Thomas Bishop n’a pas commencé son existence sous de bons augures. Sa mère a été violée par Caryl Chessman, le tueur en série exécuté en 1960. Nourrissant une farouche haine des hommes, elle a élevé son fils dans une mythologie familiale violente. « Souvent, le soir, elle racontait à son enfant l’histoire de ses deux pères, l’un violeur et l’autre braqueur. Elle le ridiculisait, elle se moquait de lui, elle déversait toute sa haine sur lui. Un jour, elle revint à la maison avec une lanière de cuir marron. » (p. 54) À dix ans, Thomas Bishop finit par tuer sa mère : son enfance est traumatisée et son esprit est nourri de certitudes funestes. Enfermé dans un hôpital psychiatrique, il ne rêve que de vengeance, de fuite et de poursuivre l’œuvre de son père. Car oui, il en est convaincu, Caryl Chessman était son père et il lui faut poursuivre son action. « Maintenant, c’était leur besogne à eux. Oui, absolument, l’entreprise s’appelait désormais Chessman & Son. » (p. 411) Extrêmement intelligent, Thomas Bishop s’enfuit grâce à un stratagème qui lui laisse le champ libre pendant des mois et il commence son œuvre de mort. Sous diverses identités, il se fond dans la foule et laisse derrière lui des cadavres de femmes atrocement mutilés. Personne ne connaît l’identité et le véritable visage de celui qui terrifie l’Amérique. « Sous le masque protecteur de Vincent Mungo, il pouvait faire ce qu’il voulait, aller où il voulait. N’importe où… » (p. 319)
Pour arrêter ce monstre, la police déploie ses forces dans tous les pays, mais trois personnes en particulier travaillent sur ce cas. Jonathan Stoner, un sénateur ambitieux, milite en faveur de la peine de mort alors qu’elle est largement remise en question dans la société. « Chess Man, ou Thomas Bishop, comme vous voudrez, est un meurtrier total. Il continuera jusqu’à ce qu’il se fasse tuer.
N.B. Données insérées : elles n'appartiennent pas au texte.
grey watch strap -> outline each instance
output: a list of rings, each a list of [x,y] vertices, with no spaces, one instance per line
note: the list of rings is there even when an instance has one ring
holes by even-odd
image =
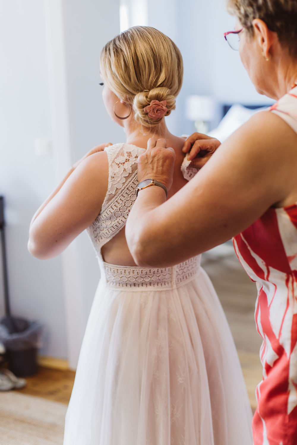
[[[159,182],[159,181],[157,181],[156,179],[153,179],[153,182],[155,184],[155,186],[158,186],[158,187],[161,187],[163,189],[165,193],[166,194],[166,198],[167,198],[167,195],[168,194],[168,192],[167,191],[167,189],[162,182]]]
[[[141,183],[141,182],[140,183],[140,184]],[[158,186],[158,187],[161,187],[161,188],[163,189],[164,192],[166,194],[166,198],[167,198],[167,195],[168,192],[167,191],[167,189],[166,188],[166,187],[163,184],[162,184],[162,182],[159,182],[159,181],[157,181],[156,179],[152,179],[151,183],[149,184],[147,186],[146,186],[145,187],[139,187],[139,184],[138,184],[138,185],[137,186],[137,189],[136,190],[136,198],[138,195],[138,192],[140,190],[143,190],[144,189],[146,189],[149,187],[151,187],[151,186]]]

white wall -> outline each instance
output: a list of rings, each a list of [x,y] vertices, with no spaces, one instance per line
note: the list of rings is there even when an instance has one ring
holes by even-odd
[[[222,103],[270,102],[256,93],[224,39],[234,23],[224,0],[122,1],[134,5],[131,24],[159,29],[181,51],[183,86],[167,119],[173,132],[194,130],[184,117],[189,94],[212,94]],[[83,233],[61,257],[41,261],[27,250],[28,231],[69,166],[95,144],[124,140],[98,85],[100,52],[119,32],[118,9],[118,0],[0,0],[0,194],[12,308],[41,321],[43,352],[68,357],[73,367],[99,278],[93,248]],[[52,156],[36,156],[34,141],[41,138],[52,140]],[[0,316],[2,294],[1,287]]]
[[[51,132],[43,1],[0,2],[0,194],[6,204],[12,309],[44,323],[47,352],[65,357],[60,259],[40,261],[27,250],[31,218],[54,186],[53,158],[34,153],[34,140]]]
[[[61,7],[60,24],[49,15],[49,2],[52,8]],[[119,30],[119,5],[118,0],[49,2],[0,0],[0,194],[6,204],[12,312],[43,323],[46,341],[42,352],[69,358],[71,350],[70,361],[75,367],[99,279],[93,248],[85,234],[81,234],[74,245],[77,270],[67,270],[65,258],[61,262],[60,257],[41,261],[32,257],[27,250],[28,232],[33,214],[63,169],[96,144],[123,140],[122,130],[106,113],[98,85],[100,52]],[[59,26],[60,34],[55,28]],[[51,44],[63,47],[60,62],[56,53],[55,60],[49,53]],[[65,89],[59,77],[61,73],[65,76]],[[59,105],[59,93],[65,99],[63,116],[62,111],[57,115],[55,108]],[[57,120],[61,116],[68,122],[64,125],[68,128],[62,129],[70,147],[59,145],[61,132],[57,131]],[[52,140],[53,155],[36,156],[34,141],[42,138]],[[82,309],[80,327],[73,324],[66,329],[67,283],[72,278],[75,282],[77,268],[81,282],[80,301],[76,302]],[[1,286],[0,316],[4,312],[2,297]],[[75,337],[71,332],[76,329],[79,333]]]
[[[224,37],[224,32],[234,29],[235,22],[227,12],[225,0],[150,0],[147,5],[148,25],[172,39],[183,59],[183,85],[176,110],[168,118],[175,134],[195,131],[193,123],[185,117],[189,94],[211,95],[222,105],[273,103],[256,92],[238,52]]]

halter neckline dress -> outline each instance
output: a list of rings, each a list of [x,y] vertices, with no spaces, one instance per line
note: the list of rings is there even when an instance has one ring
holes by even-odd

Ce type est un robot, un engin de destruction qui ne peut pas s’arrêter tout seul. » (p. 755) Adam Kenton, journaliste têtu, recoupe et recroise avec acharnement toutes les informations sur le tueur : il y a trop de choses qui clochent, de pièces qui ne s’emboîtent pas dans ce puzzle macabre. Et il s’interroge sur la pertinence de la peine capitale. « Mettez le paquet sur l’idée que le vrai meurtrier, c’est la peine de mort. » (p. 154) Amos Finch, professeur et écrivain, espère que le tueur continuera son œuvre suffisamment longtemps pour lui fournir suffisamment de matière pour son grand ouvrage. « Nous avons affaire […] à un psychopathe d’une intelligence phénoménale qui a les émotions d’un enfant terrorisé et l’instinct de survie d’un animal. » (p. 457) Au terme d’une partie d’échecs en trompe-l’œil, Thomas Bishop sera arrêté, mais toutes les questions ne trouveront pas de réponse.
Ce roman est fascinant, mais il demande d’avoir les tripes bien accrochées. On dit qu’une image vaut mille mots. Tout dépend des mots. Ceux de Shane Stevens font surgir des scènes brutales et cruelles qui n’ont rien à envier aux films les plus gores. Le retournement final du roman est bien amené, mais quand on connaît un peu la vie de Caryl Chessman, ça devient assez évident. Cela dit, Au-delà du mal s’inscrit parfaitement dans la littérature des tueurs en série. Chaudement recommandé par ma sœur (qui est bizarrement fascinée par Jack l’Éventreur et ses petits copains) et par BesacTof, ce texte m’a fait passer quelques bonnes heures bien horrifiques et glaçantes. Pas étonnant que Stephen King ait tant félicité ce roman et son auteur. Mais faut pas déconner, maintenant, il me faut un album avec des lapins dedans.